The rapid growth in the use of mobile devices has made Android one of the leading operating systems for smartphones and tablets. As of July 2023, Android has the highest market share of 70.8% [1]. Android is an open-source, Linux-based mobile operating system developed by Google [2]. Android 13 is the most recent version, released in 2022. It supports many technologies such as Wi-Fi, short message service (SMS), Bluetooth, accelerometers, camera, global positioning systems (GPS), voice over LTE (VoLTE), etc. Because of its open nature, Android has become immensely popular among developers and consumers. Additionally, software developers can quickly alter and upgrade it to conform to the most recent standards for mobile technology. Unfortunately, this popularity has also attracted cybercriminals who exploit users’ private data and personal information without their consent [3]. One of the most prevalent and disruptive attacks targeting Android devices is ransomware. Ransomware constitutes a type of malware that encrypts files on a device and demands payment for their decryption. Typically, cybercriminals demand payment in cryptocurrencies such as Bitcoin to evade detection. A typical scenario in ransomware attacks often begins when the user downloads a fraudulent application from either the Google Play Store or an alternative third-party marketplace [4]. With the increasing presence of Android devices and the open nature of the platform, which allows easy app downloads from unofficial sources, the severity of ransomware attacks has reached alarming levels.
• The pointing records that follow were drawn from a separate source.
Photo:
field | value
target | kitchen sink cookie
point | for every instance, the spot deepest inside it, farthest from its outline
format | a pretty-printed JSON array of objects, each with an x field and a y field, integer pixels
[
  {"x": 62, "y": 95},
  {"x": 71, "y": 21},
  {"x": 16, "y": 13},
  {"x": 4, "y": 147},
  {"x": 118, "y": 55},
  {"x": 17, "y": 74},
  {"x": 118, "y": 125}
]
In such a situation, data recovery can be challenging, and the risk of further attacks and identity theft is increased, leading to a diminished trust in security solutions by users [5,6]. Ransomware attacks commonly focus on specific industries. In 2022, manufacturing companies worldwide experienced 437 such attacks, while the food and beverage sector followed closely with more than 50 ransomware incidents. When it comes to the distribution of ransomware attacks on critical infrastructure, North America took the lead among global regions, with Europe following in second place [7]. Additionally, the global number of ransomware attacks per year from 2017 to 2022 is as follows: in 2022, organizations detected a staggering 493.33 million ransomware attacks worldwide [7].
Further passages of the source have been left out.